View the PDF attachment for more detials. Special thanks to: template tom for providing us with the PDF and tons of information on template guides.

If anyone enjoys this great wealth of information, feel free to send a PM or email over to tom thanking him.


----------



## bobj3 (Jan 17, 2006)

Mark

???? is this a pdf for bird-mouth cutters or the same as templet-guides that Tom posted ?

Bj


----------



## Mike (Nov 22, 2004)

If you try to view the PDF file it will be very confusing. Print it out using both sides of your paper and you will have a nice brochure that is easy to follow.


----------



## Mark (Aug 4, 2004)

I believe it's an introduction for template guides. It's the exact one I downloaded from toms post...
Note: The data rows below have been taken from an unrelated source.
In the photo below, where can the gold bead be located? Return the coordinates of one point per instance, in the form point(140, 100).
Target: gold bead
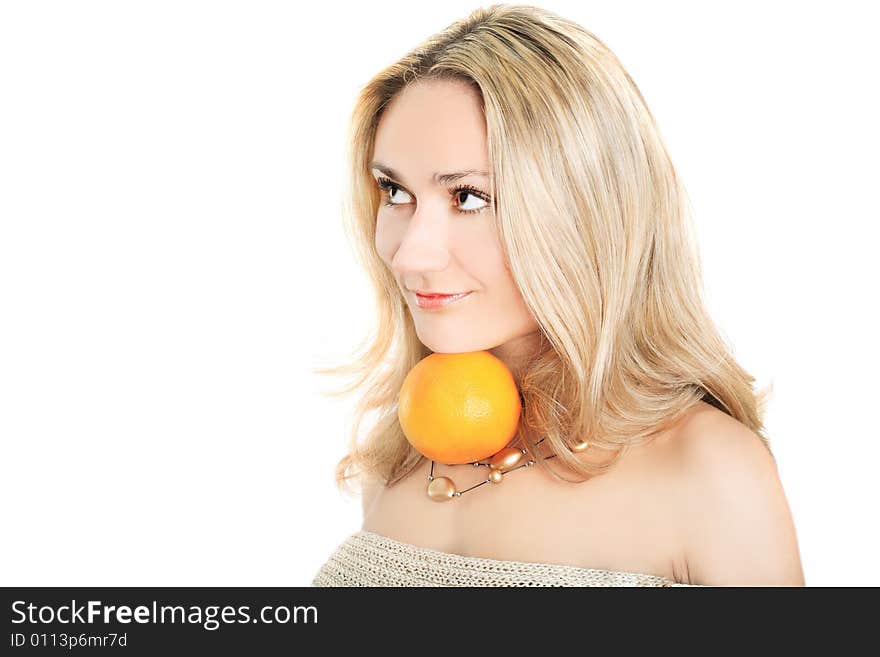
point(505, 459)
point(441, 489)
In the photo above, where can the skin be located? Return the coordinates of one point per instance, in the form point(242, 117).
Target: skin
point(701, 504)
point(429, 243)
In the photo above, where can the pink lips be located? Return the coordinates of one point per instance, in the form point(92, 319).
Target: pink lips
point(434, 301)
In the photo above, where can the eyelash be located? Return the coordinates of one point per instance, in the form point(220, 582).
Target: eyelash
point(386, 183)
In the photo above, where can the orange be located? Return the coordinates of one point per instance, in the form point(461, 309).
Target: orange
point(459, 408)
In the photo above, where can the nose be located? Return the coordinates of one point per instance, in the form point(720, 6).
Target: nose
point(424, 246)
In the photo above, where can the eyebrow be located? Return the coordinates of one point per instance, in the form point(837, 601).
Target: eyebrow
point(439, 178)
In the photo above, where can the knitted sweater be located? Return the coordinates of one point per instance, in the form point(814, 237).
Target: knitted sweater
point(369, 559)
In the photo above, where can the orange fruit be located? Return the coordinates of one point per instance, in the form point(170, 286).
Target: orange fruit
point(459, 408)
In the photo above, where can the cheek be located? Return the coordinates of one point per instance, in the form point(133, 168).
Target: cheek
point(384, 243)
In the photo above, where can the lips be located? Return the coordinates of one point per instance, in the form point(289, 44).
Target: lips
point(433, 301)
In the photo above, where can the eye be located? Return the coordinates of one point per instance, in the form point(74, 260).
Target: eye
point(388, 188)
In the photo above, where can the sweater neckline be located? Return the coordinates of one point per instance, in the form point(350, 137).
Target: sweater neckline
point(462, 559)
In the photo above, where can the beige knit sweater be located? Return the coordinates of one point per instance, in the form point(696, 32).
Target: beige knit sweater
point(369, 559)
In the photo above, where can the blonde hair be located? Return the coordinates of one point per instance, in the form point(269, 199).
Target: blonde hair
point(597, 230)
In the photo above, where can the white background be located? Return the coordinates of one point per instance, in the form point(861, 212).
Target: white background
point(172, 264)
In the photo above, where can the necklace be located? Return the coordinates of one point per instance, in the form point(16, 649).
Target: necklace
point(442, 489)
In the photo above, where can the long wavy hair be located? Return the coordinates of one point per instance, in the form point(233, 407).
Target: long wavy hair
point(597, 231)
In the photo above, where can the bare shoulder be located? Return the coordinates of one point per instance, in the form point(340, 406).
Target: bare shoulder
point(735, 521)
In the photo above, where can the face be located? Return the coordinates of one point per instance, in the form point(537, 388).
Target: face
point(439, 235)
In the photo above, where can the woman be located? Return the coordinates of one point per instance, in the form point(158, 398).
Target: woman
point(511, 157)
I edited my first post, and renamed the attachment.


----------



## bobj3 (Jan 17, 2006)

Mark

Got it 

Thanks
Bj


----------



## rstermer (Apr 22, 2008)

Mark said:


> View the PDF attachment for more detials. Special thanks to: template tom for providing us with the PDF and tons of information on template guides.
> 
> If anyone enjoys this great wealth of information, feel free to send a PM or email over to tom thanking him.



Hi Mark: I tried to open the pdf but was unable to do so. I got a message "file not found." Is it still available, or am I just doing something wrong trying to open it?


----------